Our thanks go out to the virologists and physicians working on the front lines to treat patients and develop new treatments for this virus. Out hearts go out to those suffering. Please be kind to one another and let’s all do our part to reduce virus transmission through our communities. We wish you all the best.



March 17, 2020

Macrophages use bitter taste receptors to "eat" bacteria

Our macrophage paper is online at Cellular and Molecular Life Sciences. We show that macrophages use bitter taste receptors to detect bacterial products and stimulate phagocytosis. The paper includes work from Indi and Jenna. 

Macrophages use a signal transduction pathway downstream of T2Rs similar to airway cells, but with a different physiological output (phagocytosis vs cilia beating in the airway).
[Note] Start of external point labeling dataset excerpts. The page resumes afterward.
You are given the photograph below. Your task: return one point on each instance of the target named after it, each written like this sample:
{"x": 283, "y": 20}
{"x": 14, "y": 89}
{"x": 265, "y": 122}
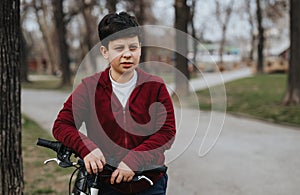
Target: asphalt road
{"x": 238, "y": 157}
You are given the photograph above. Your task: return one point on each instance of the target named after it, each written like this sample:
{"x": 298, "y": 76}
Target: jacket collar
{"x": 105, "y": 82}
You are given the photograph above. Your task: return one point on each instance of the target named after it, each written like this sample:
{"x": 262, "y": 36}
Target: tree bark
{"x": 223, "y": 23}
{"x": 62, "y": 42}
{"x": 182, "y": 75}
{"x": 11, "y": 180}
{"x": 261, "y": 38}
{"x": 46, "y": 33}
{"x": 292, "y": 95}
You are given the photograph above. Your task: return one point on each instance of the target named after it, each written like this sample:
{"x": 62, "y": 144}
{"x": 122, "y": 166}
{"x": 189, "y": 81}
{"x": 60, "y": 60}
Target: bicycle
{"x": 81, "y": 184}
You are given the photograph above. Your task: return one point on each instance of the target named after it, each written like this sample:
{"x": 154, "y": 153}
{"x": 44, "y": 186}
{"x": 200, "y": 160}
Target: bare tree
{"x": 261, "y": 37}
{"x": 60, "y": 24}
{"x": 251, "y": 20}
{"x": 11, "y": 180}
{"x": 223, "y": 14}
{"x": 46, "y": 29}
{"x": 292, "y": 95}
{"x": 111, "y": 5}
{"x": 181, "y": 23}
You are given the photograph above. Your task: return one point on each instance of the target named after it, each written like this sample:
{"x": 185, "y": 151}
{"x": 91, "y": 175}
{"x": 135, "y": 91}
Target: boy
{"x": 128, "y": 114}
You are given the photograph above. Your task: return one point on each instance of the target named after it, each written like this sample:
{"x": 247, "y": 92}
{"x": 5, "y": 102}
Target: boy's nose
{"x": 127, "y": 53}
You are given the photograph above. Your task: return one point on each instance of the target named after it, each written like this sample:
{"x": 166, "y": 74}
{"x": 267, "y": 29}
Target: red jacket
{"x": 137, "y": 134}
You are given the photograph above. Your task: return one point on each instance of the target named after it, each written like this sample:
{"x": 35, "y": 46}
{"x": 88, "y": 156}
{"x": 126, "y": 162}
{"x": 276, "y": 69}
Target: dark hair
{"x": 113, "y": 23}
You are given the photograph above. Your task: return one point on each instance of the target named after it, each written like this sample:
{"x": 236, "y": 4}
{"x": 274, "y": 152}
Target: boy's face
{"x": 123, "y": 54}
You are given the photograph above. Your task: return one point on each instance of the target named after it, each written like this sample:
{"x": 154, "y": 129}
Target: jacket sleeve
{"x": 151, "y": 151}
{"x": 70, "y": 119}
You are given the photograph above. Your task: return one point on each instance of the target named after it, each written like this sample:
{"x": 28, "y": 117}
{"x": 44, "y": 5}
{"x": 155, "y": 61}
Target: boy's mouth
{"x": 126, "y": 64}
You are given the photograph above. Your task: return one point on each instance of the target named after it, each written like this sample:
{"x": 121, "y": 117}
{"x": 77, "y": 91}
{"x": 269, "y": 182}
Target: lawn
{"x": 39, "y": 178}
{"x": 259, "y": 96}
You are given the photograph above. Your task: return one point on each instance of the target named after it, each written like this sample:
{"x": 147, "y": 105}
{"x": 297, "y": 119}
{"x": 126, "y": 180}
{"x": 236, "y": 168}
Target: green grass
{"x": 259, "y": 96}
{"x": 40, "y": 178}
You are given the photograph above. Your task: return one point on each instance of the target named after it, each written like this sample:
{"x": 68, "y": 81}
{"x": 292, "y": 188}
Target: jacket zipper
{"x": 125, "y": 127}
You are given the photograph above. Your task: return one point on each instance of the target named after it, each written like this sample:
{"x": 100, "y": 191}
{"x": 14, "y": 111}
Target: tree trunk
{"x": 24, "y": 60}
{"x": 261, "y": 38}
{"x": 62, "y": 42}
{"x": 292, "y": 95}
{"x": 182, "y": 75}
{"x": 46, "y": 33}
{"x": 10, "y": 115}
{"x": 111, "y": 5}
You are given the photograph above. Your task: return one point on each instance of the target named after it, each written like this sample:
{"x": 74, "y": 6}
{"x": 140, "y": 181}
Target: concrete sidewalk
{"x": 249, "y": 157}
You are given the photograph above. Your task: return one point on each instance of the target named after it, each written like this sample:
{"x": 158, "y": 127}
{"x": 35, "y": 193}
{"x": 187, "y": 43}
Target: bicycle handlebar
{"x": 63, "y": 160}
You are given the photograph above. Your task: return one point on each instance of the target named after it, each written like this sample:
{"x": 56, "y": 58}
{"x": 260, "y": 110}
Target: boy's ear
{"x": 104, "y": 52}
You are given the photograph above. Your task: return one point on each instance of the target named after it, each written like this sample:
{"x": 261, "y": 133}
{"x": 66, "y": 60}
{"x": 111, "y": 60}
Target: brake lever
{"x": 52, "y": 159}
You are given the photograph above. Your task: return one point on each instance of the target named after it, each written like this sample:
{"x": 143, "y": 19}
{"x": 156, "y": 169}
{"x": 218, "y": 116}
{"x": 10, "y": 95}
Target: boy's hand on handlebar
{"x": 122, "y": 173}
{"x": 94, "y": 161}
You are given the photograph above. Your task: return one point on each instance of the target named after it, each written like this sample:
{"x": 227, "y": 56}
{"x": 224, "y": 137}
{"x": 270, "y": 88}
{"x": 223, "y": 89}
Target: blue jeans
{"x": 159, "y": 188}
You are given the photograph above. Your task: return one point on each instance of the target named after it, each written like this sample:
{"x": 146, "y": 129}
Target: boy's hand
{"x": 122, "y": 173}
{"x": 94, "y": 161}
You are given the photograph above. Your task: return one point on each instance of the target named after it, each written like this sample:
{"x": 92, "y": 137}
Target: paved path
{"x": 250, "y": 157}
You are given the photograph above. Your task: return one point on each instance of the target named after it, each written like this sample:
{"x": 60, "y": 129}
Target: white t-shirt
{"x": 123, "y": 90}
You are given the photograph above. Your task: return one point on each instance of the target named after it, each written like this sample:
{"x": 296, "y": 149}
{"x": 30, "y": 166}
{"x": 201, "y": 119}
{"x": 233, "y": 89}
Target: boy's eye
{"x": 119, "y": 48}
{"x": 133, "y": 48}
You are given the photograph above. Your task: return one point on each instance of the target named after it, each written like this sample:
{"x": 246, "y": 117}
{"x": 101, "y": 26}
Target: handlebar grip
{"x": 54, "y": 145}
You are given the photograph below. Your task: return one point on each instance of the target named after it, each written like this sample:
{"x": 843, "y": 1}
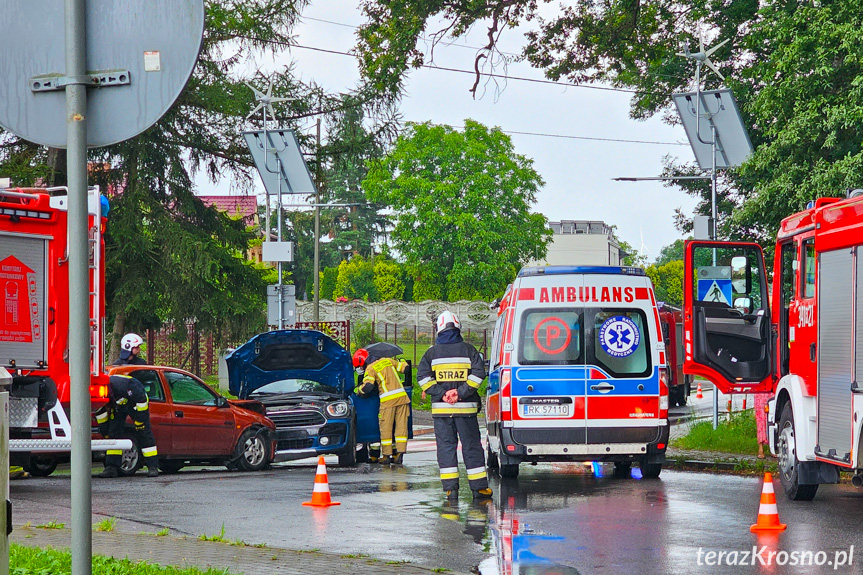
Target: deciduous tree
{"x": 462, "y": 208}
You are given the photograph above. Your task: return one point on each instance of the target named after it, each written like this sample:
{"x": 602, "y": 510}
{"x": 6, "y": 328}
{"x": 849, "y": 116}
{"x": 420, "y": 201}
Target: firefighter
{"x": 130, "y": 347}
{"x": 382, "y": 376}
{"x": 127, "y": 398}
{"x": 451, "y": 372}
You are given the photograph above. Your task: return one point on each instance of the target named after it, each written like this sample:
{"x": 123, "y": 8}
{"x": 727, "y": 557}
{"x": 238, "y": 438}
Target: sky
{"x": 577, "y": 165}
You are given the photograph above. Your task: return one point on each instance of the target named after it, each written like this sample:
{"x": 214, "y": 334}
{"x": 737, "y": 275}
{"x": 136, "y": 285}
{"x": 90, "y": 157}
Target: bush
{"x": 328, "y": 282}
{"x": 362, "y": 334}
{"x": 388, "y": 280}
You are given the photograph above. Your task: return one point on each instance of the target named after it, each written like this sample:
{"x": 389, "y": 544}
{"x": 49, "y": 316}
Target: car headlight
{"x": 338, "y": 409}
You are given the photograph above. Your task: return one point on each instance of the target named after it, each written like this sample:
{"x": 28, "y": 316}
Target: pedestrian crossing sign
{"x": 715, "y": 291}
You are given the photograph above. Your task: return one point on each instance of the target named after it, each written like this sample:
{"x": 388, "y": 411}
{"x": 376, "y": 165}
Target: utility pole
{"x": 317, "y": 271}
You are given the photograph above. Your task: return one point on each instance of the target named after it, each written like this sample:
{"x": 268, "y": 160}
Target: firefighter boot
{"x": 480, "y": 494}
{"x": 110, "y": 471}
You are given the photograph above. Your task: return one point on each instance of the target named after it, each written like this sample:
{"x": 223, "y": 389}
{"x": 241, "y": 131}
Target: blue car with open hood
{"x": 305, "y": 380}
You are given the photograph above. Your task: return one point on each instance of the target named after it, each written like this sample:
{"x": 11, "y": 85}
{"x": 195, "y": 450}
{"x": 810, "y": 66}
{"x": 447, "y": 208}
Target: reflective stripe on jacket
{"x": 384, "y": 373}
{"x": 452, "y": 363}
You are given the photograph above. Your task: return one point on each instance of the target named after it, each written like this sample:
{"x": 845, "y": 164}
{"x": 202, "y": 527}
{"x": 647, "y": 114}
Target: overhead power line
{"x": 514, "y": 132}
{"x": 461, "y": 71}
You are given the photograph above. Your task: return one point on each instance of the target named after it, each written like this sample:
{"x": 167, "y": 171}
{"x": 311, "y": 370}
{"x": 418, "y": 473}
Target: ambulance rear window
{"x": 551, "y": 337}
{"x": 620, "y": 343}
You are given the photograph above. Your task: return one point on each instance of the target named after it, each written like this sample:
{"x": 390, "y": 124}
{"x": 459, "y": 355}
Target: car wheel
{"x": 622, "y": 469}
{"x": 131, "y": 460}
{"x": 508, "y": 470}
{"x": 786, "y": 452}
{"x": 252, "y": 451}
{"x": 42, "y": 465}
{"x": 171, "y": 466}
{"x": 650, "y": 470}
{"x": 363, "y": 453}
{"x": 349, "y": 457}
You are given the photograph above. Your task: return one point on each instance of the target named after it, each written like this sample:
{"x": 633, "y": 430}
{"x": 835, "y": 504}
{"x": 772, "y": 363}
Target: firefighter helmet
{"x": 446, "y": 320}
{"x": 131, "y": 340}
{"x": 360, "y": 357}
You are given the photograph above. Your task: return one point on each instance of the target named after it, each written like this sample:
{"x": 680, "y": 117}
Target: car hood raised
{"x": 289, "y": 354}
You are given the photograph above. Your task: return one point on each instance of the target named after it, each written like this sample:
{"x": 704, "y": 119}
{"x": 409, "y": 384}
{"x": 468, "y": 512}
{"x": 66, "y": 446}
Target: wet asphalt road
{"x": 556, "y": 518}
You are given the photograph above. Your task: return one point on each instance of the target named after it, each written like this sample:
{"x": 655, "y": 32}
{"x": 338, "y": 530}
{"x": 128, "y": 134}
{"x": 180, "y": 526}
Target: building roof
{"x": 245, "y": 207}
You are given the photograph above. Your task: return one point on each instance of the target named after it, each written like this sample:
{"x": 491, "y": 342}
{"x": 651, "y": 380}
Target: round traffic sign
{"x": 142, "y": 51}
{"x": 557, "y": 335}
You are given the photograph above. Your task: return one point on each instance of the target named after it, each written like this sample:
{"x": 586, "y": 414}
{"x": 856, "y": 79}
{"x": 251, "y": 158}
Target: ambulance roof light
{"x": 561, "y": 270}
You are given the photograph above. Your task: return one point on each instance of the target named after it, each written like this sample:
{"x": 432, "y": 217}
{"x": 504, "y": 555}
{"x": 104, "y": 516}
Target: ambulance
{"x": 577, "y": 371}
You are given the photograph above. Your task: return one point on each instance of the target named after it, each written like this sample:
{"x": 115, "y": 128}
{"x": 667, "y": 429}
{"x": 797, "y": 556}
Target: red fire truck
{"x": 34, "y": 329}
{"x": 671, "y": 323}
{"x": 802, "y": 340}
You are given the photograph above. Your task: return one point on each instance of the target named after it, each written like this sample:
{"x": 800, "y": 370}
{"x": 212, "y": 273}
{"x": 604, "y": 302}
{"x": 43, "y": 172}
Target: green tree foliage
{"x": 667, "y": 281}
{"x": 462, "y": 203}
{"x": 389, "y": 280}
{"x": 356, "y": 280}
{"x": 670, "y": 253}
{"x": 328, "y": 282}
{"x": 793, "y": 65}
{"x": 169, "y": 258}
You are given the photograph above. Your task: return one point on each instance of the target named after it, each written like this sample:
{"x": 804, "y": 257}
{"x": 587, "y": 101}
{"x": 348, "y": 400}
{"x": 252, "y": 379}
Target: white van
{"x": 577, "y": 371}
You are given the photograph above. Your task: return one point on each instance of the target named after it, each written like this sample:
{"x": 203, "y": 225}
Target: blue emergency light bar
{"x": 563, "y": 270}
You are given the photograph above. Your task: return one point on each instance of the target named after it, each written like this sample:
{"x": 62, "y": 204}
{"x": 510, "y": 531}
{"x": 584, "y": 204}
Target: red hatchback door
{"x": 203, "y": 423}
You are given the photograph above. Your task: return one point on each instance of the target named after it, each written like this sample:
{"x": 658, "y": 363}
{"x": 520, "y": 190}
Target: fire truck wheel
{"x": 622, "y": 469}
{"x": 42, "y": 465}
{"x": 786, "y": 451}
{"x": 650, "y": 470}
{"x": 131, "y": 460}
{"x": 491, "y": 459}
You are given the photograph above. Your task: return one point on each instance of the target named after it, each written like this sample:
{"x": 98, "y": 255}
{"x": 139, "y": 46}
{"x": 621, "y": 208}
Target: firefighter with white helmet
{"x": 127, "y": 398}
{"x": 130, "y": 347}
{"x": 451, "y": 372}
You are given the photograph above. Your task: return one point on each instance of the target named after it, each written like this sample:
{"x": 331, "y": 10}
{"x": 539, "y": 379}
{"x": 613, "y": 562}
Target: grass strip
{"x": 736, "y": 435}
{"x": 25, "y": 560}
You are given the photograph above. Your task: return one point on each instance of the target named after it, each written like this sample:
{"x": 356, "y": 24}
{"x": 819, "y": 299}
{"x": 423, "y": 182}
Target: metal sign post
{"x": 136, "y": 56}
{"x": 5, "y": 512}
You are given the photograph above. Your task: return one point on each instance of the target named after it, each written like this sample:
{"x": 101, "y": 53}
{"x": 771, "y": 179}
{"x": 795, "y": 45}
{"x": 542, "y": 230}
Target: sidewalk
{"x": 190, "y": 552}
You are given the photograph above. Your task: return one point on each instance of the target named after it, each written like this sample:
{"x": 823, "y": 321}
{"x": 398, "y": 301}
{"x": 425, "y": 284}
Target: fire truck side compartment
{"x": 835, "y": 327}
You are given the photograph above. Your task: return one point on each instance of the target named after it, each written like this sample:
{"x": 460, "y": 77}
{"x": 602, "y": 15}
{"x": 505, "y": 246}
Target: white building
{"x": 582, "y": 243}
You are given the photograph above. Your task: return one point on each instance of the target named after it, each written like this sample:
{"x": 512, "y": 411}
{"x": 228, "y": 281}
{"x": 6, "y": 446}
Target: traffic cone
{"x": 768, "y": 515}
{"x": 321, "y": 492}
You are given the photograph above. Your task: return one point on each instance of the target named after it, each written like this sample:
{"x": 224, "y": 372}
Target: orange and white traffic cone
{"x": 321, "y": 492}
{"x": 768, "y": 514}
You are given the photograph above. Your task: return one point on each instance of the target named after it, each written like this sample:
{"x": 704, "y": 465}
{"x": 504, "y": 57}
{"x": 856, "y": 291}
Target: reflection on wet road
{"x": 555, "y": 518}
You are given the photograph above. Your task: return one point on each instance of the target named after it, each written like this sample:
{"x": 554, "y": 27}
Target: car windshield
{"x": 294, "y": 386}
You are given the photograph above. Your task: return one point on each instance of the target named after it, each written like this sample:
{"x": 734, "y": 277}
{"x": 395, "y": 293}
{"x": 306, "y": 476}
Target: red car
{"x": 195, "y": 425}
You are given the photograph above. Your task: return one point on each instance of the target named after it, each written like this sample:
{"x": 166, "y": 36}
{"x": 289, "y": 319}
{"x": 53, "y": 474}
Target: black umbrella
{"x": 383, "y": 349}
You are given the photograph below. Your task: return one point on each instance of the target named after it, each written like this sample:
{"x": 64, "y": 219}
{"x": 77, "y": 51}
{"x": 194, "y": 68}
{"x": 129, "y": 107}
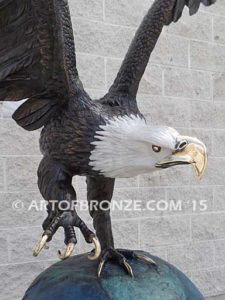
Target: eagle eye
{"x": 156, "y": 149}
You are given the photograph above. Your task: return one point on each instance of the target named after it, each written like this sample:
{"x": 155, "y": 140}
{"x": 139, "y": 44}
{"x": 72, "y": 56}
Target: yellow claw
{"x": 40, "y": 246}
{"x": 97, "y": 249}
{"x": 68, "y": 252}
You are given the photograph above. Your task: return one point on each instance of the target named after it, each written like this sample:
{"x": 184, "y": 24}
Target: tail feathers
{"x": 35, "y": 113}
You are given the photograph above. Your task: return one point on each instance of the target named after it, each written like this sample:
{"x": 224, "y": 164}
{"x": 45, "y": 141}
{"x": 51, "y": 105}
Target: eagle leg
{"x": 56, "y": 183}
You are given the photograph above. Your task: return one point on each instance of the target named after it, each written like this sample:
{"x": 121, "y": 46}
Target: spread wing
{"x": 162, "y": 12}
{"x": 37, "y": 58}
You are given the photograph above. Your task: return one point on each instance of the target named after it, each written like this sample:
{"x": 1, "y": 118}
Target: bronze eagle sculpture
{"x": 103, "y": 139}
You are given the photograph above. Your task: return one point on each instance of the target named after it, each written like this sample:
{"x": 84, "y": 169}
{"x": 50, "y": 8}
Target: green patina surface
{"x": 76, "y": 278}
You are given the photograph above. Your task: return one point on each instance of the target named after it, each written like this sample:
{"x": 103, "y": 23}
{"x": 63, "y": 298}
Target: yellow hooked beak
{"x": 194, "y": 153}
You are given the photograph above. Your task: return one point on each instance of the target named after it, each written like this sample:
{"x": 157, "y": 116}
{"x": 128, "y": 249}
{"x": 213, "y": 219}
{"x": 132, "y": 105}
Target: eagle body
{"x": 69, "y": 136}
{"x": 101, "y": 139}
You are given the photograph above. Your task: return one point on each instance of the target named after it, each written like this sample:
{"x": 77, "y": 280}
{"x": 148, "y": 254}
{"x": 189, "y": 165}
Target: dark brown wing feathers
{"x": 162, "y": 13}
{"x": 37, "y": 58}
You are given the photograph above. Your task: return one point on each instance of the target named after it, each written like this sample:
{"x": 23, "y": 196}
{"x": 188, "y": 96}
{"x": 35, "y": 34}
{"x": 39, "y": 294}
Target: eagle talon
{"x": 68, "y": 252}
{"x": 128, "y": 268}
{"x": 146, "y": 259}
{"x": 100, "y": 267}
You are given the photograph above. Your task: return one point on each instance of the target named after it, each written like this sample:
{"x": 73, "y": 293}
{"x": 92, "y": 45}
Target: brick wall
{"x": 183, "y": 87}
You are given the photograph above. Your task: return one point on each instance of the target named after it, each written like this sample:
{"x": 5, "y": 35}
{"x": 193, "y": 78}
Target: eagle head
{"x": 128, "y": 146}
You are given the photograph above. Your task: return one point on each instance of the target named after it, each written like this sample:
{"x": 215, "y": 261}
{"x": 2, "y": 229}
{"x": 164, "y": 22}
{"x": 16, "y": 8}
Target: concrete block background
{"x": 183, "y": 87}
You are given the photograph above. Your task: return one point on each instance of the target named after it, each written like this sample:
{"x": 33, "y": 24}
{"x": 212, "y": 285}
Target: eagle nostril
{"x": 181, "y": 145}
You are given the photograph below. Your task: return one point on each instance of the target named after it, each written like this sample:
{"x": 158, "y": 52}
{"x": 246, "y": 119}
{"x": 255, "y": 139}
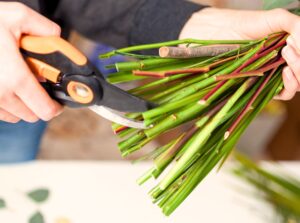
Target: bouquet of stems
{"x": 207, "y": 92}
{"x": 280, "y": 190}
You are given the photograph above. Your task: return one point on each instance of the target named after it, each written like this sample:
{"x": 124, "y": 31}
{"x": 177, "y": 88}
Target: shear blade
{"x": 117, "y": 117}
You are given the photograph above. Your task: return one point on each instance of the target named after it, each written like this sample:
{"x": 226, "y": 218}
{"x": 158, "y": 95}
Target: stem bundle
{"x": 217, "y": 96}
{"x": 278, "y": 189}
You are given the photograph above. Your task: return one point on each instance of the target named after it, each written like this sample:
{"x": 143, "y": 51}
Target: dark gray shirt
{"x": 119, "y": 22}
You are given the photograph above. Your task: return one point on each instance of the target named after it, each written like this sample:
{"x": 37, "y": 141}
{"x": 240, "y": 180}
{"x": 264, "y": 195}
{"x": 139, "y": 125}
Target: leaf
{"x": 37, "y": 217}
{"x": 39, "y": 195}
{"x": 271, "y": 4}
{"x": 2, "y": 204}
Targeting T2Rs in macrophages might be beneficial in certain types of bacterial infections.  Moreover, activation of T2Rs in macrophages by bitter plant products or bitter pharmaceuticals might explain some effects of homeopathic remedies or off target effects of clinical drugs.   


January 17, 2020

Congrats Indi!

Congrats to Indi for receiving a Travel Award from the American Society for Pharmacology and Experimental Therapeutics to present her work at the ASPET Annual Meeting at Experimental Biology 2020 in San Diego, CA. 

This award is presented to outstanding young scientists to enable them to present their research at one of the largest biological scientific meetings in the world. The Experimental Biology meeting is a gathering of more than 12,000 scientists from over 65 countries representing the fields of anatomy, physiology, biochemistry, pathology, and pharmacology. 

Great work!

January 9, 2020

New PAR-2 preprint on bioRxiv



We have a new preprint online at bioRxiv.  Data from Ryan, Jenna, and Ben show that squamous metaplasia and loss of cilia changes the polarity of protease-activated receptor 2 (PAR-2) signaling in nasal epithelial cells.  Altered PAR-2 polarization in dedifferentiated or remodeled epithelia may contribute to increased sensitivity to inhaled protease allergens in inflammatory airway diseases.  We also confirmed previous studies that PAR-2 can be activated by the common airway fungal pathogen Aspergillus fumigatus.  This study reveals some new insights into changes in airway biology that may contribute to type II inflammatory airway diseases like chronic rhinosinusitis.      

November 8, 2019

Congrats Ryan!

Ryan's recent review article in Nutrients was recommended on F1000.  Many thanks to Dr. J.-M. Schröder for reading our article and recommending it.  

October 9, 2019

Congrats Indi!

Congratulations to Indi, whose Cystic Fibrosis Foundation postdoctoral research fellowship on AKT-dependent regulation of airway epithelial barrier functions in CF was approved for funding!  That's a great accomplishment for her, and we are very grateful to CFF for supporting her work. 

September 27, 2019

New preprint on T2Rs in macrophages

We have a new preprint up online at BioRxiv looking at bitter taste receptor signal transduction in human macrophages and impact on phagocytosis.  We also look at how airway epithelial cells can "talk" to macrophages via nitric oxide.